Cidades

6 de agosto de 2020 07:31

‘Não há protocolo para retomar aulas’

Informação é do Sindicato dos Professores de Alagoas; em outros estados há um lobby grande e até judicialização

↑ Discussão para retorno das aulas presenciais ainda não foi iniciada em Alagoas; escolas estão desertas (Foto: Edilson Omena)

Desde a semana passada, circulam informações de que escolas particulares em Alagoas estariam “se preparando” para a retomada das aulas presenciais. Mas segundo o Sindicato dos Professores de Alagoas (Sinpro) não existe protocolo de retomada, tampouco discussões sobre o assunto no momento.

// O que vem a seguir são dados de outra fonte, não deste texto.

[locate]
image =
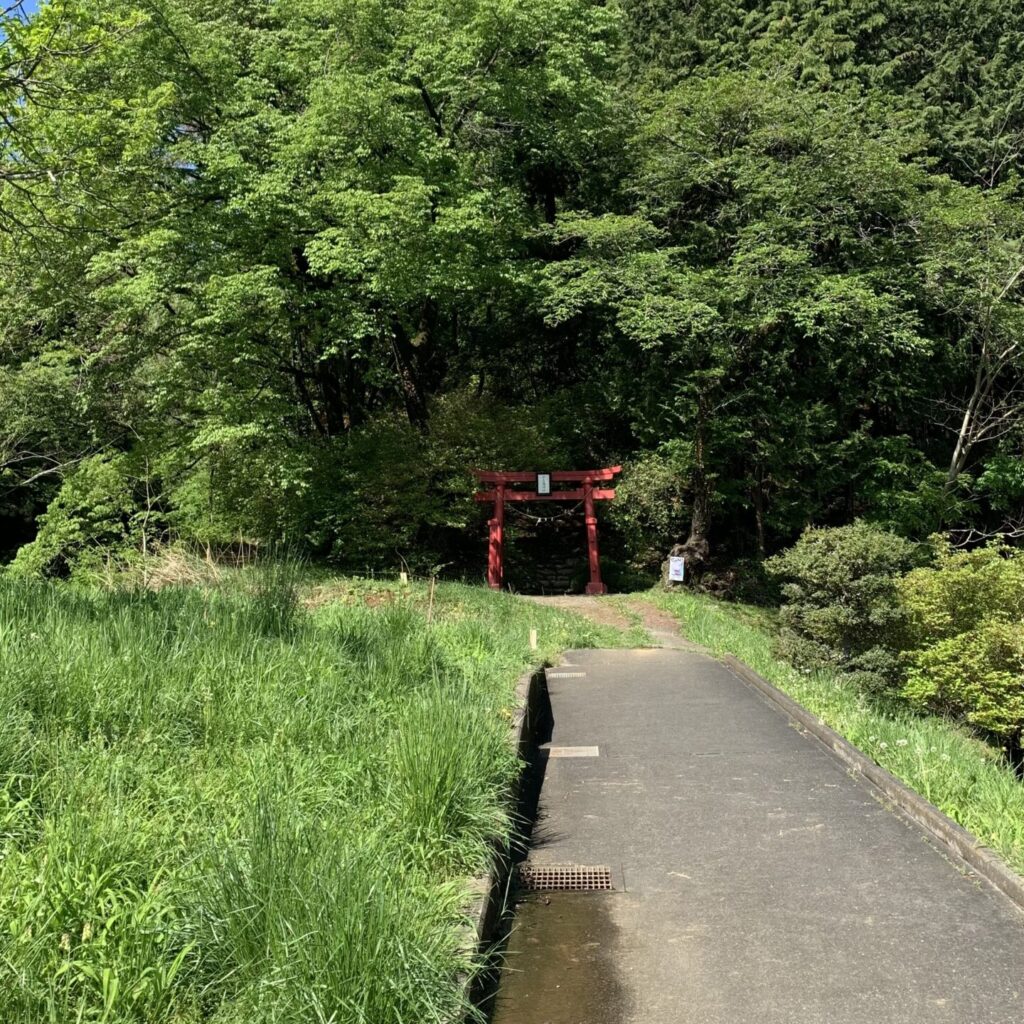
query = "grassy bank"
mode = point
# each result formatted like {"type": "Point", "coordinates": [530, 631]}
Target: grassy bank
{"type": "Point", "coordinates": [228, 804]}
{"type": "Point", "coordinates": [961, 775]}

“Não existe protocolo para retomada de aulas, não existe isso. Alguns estados vêm discutindo isso e jogaram Alagoas no meio, mas aqui não vem sendo discutido. Em outros estados, onde há um lobby muito grande a coisa já foi até judicializada. No entanto, aqui no estado podemos dizer que é um ponto pacífico, tanto os professores como as escolas entendem que esse retorno não pode acontecer assim, as aulas serão na última fase, quando houver segurança para a retomada”, defende o Sinpro.

Desde março sem aulas presenciais, algumas escolas buscam ouvir a opinião de pais e responsáveis. Ouvido pela reportagem, um colégio situado no bairro da Serraria, em Maceió abriu um espaço de diálogo sobre o tema.

“O Colégio Santíssimo Senhor segue acompanhando todas as discussões a respeito da retomada das aulas presenciais e acredita que elas só serão autorizadas quando houver condições de segurança sanitária para todos, principalmente, os alunos. Diante de uma possível retomada, a direção da escola já se adiantou e, como sempre faz, numa parceria constante com as famílias, quis ouvi-las sobre o assunto. Por isso, encaminhou uma pesquisa para os pais tratando do tema. As respostas irão nortear as ações do colégio nesse sentido”, disse a entidade.

A preocupação em torno do tema também se volta para as escolas públicas que podem sofrer prejuízos com essa retomada diferenciada. Para a dirigente do Sindicato dos Trabalhadores e Educação de Alagoas (Sinteal), Girlene Lázaro pensar na retomada deve envolver a discussão de temas muito mais amplos, desde os protocolos sanitários até ao planejamento pedagógico.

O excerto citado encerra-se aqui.